Journal: BMC Genomics, vol. 21, p. 18, 2020
International Standard Numbers:
Open Access: gold
Listeria (L.) monocytogenes strains show a high diversity regarding stress tolerance and virulence potential. Genome studies have mainly focused on specific sequence types (STs) predominantly associated with either food or human listeriosis. This study focused on the prevalent ST155, showing equal distribution among clinical and food isolates. We evaluated the virulence potential of 20 ST155 strains and performed comparative genomic analysis of 130 ST155 strains isolated from food, food processing environments and human listeriosis cases in different countries and years.
The in vitro virulence assays using human intestinal epithelial Caco2 and hepatocytic HEPG2 cells showed an impaired virulence phenotype for six of the 20 selected ST155 strains. Genome analysis revealed no distinct clustering of strains from the same source category (food, food processing environment, and clinical isolates). All strains harbored an intact inlA and inlB locus, except four strains, which had an internal deletion in the inlA gene. All strains harbored LIPI-1, but prfA was present in a longer variant in six strains, all showing impaired virulence. The longer PrfA variant resulted in lower expression of inlA, inlB, and prfA, and no expression of hly and actA.

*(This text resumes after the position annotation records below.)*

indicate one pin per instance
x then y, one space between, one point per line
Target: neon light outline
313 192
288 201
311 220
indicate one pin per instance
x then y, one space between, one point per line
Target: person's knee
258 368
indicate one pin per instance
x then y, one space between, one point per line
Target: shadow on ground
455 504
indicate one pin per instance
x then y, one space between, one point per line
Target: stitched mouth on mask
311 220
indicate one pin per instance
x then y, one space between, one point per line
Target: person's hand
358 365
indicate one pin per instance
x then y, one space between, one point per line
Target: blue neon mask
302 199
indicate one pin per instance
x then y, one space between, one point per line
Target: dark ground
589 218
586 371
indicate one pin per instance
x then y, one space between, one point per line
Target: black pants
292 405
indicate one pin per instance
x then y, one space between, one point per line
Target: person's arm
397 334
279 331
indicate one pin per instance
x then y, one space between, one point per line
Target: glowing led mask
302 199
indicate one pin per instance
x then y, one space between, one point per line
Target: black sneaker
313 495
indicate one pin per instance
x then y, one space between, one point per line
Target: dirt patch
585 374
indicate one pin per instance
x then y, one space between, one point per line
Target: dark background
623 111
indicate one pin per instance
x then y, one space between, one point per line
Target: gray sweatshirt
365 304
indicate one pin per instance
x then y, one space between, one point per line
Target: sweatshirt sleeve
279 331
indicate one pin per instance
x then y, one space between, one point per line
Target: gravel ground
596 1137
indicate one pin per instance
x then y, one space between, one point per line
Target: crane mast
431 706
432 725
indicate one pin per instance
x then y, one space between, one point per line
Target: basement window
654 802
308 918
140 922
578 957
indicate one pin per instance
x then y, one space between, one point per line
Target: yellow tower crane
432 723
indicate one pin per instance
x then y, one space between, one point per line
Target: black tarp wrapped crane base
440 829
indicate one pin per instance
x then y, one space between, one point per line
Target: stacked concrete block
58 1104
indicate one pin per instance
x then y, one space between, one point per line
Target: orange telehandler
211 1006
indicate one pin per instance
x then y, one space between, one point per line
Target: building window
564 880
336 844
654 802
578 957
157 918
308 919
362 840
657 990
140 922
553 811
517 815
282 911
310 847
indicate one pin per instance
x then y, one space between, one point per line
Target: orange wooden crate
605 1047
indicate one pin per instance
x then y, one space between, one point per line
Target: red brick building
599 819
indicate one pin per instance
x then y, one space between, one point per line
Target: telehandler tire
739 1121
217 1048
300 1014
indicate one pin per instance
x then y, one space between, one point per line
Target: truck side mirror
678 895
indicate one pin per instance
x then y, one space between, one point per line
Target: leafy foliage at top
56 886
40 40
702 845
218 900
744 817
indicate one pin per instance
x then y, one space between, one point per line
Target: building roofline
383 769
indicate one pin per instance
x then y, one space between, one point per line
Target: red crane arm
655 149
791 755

Regarding stress-related gene content, SSI-1 was present, whereas qacH was absent in all strains. 34.6% of the strains harbored a plasmid. All but one ST155 plasmids showed high conservation and harbored cadA2, bcrABC, and a triphenylmethane reductase.
This study contributes to an enhanced understanding of L. monocytogenes ST155 strains, being equally distributed among isolates from humans, food, and food processing environments. The conservation of the present genetic traits and the absence of unique inherent genetic features makes these types of STs especially interesting since they are apparently equally adapted to the conditions in food processing environments, as well as in food as to the human host environment. However, a ST155-specific mutation resulting in a longer PrfA variant impaired the virulence potential of several ST155 strains.